Wednesday 27 February 2013

Top tips for finding research information

This week I was in Canterbury leading a workshop and discussion on Google and Google Scholar for finding research information. Although the emphasis was on Google we also covered other specialist tools designed to search for scientific and research information. We also had an interesting discussion on h-index, other citation indices and services such as ORCID and ResearchGate. The slides for the session are available on authorSTREAM (http://www.authorstream.com/Presentation/karenblakeman-1706478-google-scholar-research-information/), Slideshare (http://www.slideshare.net/KarenBlakeman/scholar-research-information) and temporarily at http://www.rba.co.uk/as/.

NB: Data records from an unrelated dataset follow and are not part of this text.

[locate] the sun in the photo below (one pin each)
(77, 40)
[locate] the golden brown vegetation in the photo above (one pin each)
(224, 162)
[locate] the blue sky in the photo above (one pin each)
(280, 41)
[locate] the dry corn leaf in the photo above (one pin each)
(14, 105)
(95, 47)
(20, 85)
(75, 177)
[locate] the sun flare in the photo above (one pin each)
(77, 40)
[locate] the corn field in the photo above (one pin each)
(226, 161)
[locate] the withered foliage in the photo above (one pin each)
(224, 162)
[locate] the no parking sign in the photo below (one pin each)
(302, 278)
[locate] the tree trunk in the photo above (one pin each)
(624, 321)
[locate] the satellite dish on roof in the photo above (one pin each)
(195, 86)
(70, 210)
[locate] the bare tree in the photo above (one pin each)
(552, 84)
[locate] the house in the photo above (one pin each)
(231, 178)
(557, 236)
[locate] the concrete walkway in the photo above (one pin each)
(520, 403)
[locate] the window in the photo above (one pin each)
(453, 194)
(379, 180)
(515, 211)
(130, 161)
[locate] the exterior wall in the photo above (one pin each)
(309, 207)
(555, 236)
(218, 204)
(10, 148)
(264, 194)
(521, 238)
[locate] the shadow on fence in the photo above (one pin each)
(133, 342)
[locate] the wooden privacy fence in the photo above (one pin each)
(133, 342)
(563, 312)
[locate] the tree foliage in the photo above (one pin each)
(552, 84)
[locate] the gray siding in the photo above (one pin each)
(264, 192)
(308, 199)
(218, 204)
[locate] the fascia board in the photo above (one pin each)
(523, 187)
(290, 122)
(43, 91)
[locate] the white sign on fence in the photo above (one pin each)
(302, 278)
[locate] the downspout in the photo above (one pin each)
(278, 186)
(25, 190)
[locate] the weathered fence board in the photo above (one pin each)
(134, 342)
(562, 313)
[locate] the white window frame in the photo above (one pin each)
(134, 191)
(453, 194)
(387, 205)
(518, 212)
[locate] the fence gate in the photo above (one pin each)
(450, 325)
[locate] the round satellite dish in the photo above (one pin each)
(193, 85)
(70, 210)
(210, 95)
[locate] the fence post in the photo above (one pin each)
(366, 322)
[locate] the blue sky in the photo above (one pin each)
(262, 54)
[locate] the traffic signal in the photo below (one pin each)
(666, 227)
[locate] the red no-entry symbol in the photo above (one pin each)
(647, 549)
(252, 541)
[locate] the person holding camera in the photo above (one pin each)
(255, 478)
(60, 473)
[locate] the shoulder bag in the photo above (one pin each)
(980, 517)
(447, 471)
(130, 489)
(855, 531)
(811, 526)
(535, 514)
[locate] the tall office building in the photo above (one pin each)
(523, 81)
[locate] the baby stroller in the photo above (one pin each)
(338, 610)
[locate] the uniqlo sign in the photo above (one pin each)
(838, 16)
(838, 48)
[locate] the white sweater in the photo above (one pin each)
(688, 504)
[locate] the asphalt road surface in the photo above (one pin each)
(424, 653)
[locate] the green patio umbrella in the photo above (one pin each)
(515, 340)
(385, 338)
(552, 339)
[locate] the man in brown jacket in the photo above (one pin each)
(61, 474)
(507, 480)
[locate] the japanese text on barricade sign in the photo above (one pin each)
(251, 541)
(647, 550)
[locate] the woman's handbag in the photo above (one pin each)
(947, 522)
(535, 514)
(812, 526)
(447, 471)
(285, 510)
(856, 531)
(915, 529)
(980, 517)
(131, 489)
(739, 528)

Anyone who has attended one of my workshops knows that I ask the group to propose at the end of the session their top tips. These are the Canterbury group's top 10 tips.

1. What's going on?
Try and find out what's going on behind the scenes and how the different search tools work. For example, Google and Google Scholar are quite different in the way they manage your search. Understanding how they operate means that you can adapt your search strategy accordingly and also manage your expectations; for example Google Scholar does not use the publishers' meta data so author and date search are unreliable.

2. Personalisation and 'unpersonalisation'
Google personalises your search based on past activity, who is in your social networks,and a whole host of other 'stuff'. You can quickly 'unpersonalise' your results by using a separate browser window that does not use cookies or your web history as part of the search algorithm.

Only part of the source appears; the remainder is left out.